Seattle Conference on Scalability: Building a Scalable Resource Management
Google Tech Talks
June 23, 2007
2007 Google Seattle Conference on Scalability: Building a Scalable Resource Mgmt System for Grid Computing
Speaker: Khalid Ahmed, Platform Computing Corp.
This talk will describe the architecture and implementation details for building a highly scalable resource management layer that can support a variety of applications and workloads. This technology has evolved from large scale computing grids deployed in
production at customers such as Texas Instruments, AMD, JP Morgan, and various government labs. We will show how to build a centralized dynamic load information collection service that can handle up to 5000 nodes/20,000 cpus in a single cluster. The service is able to gather a variety of system level metrics and is extensible to collect up to 256 dynamic or static attributes of a node and actively feed them to a centralized master. A built-in election algorithm ensures timely failover of the master service ensuring high-availability without the need for specialized interconnects.

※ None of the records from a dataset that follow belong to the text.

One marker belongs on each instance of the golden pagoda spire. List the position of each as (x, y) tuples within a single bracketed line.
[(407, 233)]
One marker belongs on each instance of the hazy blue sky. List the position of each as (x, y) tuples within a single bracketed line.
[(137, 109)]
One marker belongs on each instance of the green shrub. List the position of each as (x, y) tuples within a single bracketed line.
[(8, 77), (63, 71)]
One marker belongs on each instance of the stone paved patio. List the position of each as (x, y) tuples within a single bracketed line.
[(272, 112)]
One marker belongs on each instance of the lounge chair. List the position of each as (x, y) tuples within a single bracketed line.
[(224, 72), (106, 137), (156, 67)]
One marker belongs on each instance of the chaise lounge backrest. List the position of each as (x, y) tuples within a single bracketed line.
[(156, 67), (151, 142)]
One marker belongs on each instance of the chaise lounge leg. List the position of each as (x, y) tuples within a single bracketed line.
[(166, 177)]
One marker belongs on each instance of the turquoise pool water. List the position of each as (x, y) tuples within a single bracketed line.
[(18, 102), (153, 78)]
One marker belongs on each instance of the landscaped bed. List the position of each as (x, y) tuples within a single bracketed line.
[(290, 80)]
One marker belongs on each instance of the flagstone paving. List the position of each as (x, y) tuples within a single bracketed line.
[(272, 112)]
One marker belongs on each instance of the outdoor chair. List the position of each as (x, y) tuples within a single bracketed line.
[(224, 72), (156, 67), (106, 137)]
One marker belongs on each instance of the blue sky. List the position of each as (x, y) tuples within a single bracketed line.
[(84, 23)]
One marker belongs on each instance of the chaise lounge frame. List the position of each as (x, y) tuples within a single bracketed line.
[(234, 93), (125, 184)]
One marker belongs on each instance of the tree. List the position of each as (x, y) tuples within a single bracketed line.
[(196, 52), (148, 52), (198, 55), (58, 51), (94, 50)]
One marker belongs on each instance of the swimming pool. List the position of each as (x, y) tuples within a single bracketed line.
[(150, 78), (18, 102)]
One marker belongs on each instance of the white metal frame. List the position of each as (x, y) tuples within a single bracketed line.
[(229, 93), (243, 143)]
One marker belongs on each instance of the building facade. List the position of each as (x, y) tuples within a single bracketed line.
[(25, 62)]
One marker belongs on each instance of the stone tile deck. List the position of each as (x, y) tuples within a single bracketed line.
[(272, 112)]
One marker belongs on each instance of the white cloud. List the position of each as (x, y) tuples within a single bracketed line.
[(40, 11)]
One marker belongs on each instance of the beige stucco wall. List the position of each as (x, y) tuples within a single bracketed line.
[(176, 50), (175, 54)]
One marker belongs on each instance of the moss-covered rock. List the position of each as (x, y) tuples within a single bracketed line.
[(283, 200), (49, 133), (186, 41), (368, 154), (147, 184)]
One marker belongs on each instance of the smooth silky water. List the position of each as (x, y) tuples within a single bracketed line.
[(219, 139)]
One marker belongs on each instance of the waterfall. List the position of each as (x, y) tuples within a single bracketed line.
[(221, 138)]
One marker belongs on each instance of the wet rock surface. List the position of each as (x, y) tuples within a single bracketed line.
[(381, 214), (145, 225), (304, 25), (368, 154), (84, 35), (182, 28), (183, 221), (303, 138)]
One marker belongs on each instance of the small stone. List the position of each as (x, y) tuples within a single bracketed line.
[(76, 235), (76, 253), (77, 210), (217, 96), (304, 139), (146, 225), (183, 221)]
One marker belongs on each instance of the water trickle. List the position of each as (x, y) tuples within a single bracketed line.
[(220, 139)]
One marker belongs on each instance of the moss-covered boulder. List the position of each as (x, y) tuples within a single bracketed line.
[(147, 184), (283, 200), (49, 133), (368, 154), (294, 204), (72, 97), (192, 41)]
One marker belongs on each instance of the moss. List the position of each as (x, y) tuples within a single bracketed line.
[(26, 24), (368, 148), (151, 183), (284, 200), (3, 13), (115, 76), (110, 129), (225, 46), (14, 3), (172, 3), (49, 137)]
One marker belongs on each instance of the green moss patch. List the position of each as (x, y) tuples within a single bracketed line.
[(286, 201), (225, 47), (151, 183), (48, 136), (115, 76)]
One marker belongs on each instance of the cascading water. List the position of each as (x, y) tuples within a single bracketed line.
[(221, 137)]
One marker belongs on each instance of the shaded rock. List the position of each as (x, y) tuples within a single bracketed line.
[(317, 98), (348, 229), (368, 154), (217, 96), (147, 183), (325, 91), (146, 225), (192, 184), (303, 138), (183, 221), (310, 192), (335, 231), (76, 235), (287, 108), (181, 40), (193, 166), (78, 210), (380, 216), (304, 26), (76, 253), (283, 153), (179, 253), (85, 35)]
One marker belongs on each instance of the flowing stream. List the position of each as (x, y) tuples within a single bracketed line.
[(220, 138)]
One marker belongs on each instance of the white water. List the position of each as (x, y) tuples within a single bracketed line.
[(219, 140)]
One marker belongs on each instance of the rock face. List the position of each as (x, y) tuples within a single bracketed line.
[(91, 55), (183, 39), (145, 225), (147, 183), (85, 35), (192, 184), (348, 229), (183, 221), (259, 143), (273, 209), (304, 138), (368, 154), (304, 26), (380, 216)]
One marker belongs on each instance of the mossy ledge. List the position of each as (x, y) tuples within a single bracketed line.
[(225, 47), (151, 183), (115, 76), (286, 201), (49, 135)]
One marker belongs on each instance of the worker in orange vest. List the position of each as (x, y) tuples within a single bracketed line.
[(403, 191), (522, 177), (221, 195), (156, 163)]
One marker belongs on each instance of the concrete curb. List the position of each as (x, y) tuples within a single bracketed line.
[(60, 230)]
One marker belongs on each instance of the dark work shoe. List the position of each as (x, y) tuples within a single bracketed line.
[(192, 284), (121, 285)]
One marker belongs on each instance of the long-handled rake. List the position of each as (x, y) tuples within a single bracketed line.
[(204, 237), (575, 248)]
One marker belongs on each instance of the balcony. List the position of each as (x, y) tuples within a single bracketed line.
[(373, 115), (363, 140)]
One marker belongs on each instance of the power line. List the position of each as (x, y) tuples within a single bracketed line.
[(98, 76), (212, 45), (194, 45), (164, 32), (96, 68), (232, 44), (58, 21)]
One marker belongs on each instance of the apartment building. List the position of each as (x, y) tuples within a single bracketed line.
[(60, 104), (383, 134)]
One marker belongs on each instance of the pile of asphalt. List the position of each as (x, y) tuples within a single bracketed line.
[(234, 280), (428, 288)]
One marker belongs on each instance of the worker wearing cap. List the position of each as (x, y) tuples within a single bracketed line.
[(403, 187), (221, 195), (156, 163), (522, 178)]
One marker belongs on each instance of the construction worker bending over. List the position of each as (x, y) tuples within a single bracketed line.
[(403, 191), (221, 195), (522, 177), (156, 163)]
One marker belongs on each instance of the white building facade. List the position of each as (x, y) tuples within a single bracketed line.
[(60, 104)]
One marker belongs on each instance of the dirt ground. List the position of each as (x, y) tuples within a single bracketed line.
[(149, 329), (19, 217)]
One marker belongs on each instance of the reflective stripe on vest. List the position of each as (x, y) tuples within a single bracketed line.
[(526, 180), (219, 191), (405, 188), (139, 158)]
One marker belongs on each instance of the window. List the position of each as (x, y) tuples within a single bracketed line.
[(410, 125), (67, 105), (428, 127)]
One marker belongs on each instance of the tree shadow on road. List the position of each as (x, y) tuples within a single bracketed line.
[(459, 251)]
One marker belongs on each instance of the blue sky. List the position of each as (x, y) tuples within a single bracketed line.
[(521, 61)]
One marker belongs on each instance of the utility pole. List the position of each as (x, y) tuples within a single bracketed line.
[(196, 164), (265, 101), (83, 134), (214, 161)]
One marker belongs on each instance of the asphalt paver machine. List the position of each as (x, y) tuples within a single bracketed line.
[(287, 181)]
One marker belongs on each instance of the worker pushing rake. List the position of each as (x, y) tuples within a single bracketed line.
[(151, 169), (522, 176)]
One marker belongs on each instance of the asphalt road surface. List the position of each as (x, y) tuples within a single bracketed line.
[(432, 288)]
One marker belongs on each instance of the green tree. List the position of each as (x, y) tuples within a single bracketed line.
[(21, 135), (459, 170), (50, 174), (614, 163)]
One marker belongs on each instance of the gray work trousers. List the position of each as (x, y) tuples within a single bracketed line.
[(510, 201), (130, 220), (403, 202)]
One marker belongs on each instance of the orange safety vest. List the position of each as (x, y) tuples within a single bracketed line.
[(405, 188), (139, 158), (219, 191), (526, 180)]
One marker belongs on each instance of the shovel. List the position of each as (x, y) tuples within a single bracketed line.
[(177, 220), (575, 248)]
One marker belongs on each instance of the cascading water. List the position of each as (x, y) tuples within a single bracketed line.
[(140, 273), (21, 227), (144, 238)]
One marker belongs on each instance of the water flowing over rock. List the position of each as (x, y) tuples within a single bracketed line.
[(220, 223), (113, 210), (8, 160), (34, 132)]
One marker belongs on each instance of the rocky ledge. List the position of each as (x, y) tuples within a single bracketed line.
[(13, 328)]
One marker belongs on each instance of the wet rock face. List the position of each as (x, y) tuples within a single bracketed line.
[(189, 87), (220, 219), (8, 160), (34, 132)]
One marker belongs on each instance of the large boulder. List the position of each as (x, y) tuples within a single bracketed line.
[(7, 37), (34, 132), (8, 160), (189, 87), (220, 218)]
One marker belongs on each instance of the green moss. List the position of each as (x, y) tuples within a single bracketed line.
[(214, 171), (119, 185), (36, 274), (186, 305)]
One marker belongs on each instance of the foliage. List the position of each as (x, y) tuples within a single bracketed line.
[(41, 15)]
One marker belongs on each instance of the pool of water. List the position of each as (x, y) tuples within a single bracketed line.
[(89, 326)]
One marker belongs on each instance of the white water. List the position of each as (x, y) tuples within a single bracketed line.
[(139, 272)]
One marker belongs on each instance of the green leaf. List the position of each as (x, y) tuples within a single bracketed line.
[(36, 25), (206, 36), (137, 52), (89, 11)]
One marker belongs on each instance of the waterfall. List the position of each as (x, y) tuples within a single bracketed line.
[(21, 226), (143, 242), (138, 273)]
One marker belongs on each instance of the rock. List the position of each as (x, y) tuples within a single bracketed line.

This building block is extended to multiple clusters that can be organized hierarchically to support a single resource management domain that can span multiple data centers.
We believe the current architecture could scale to 100,000 nodes/400,000 cpus. Additional services such as a distributed process execution service, and a policy-based resource allocation engine which leverage this core scale-out clustering service are described. The protocols, communication overheads, and various design tradeoffs that were made the development of these services will be presented along with experimental results from various tests, simulations and production environments.
Khalid Ahmed works as the Chief Architect and Director of Technology Research at Platform Computing. In over 12 years at Platform he worked in a number of roles including development, product management and architecture. His work on distributed scheduling, wide-area resource sharing, workload management, system automation, virtualization management, and high availability.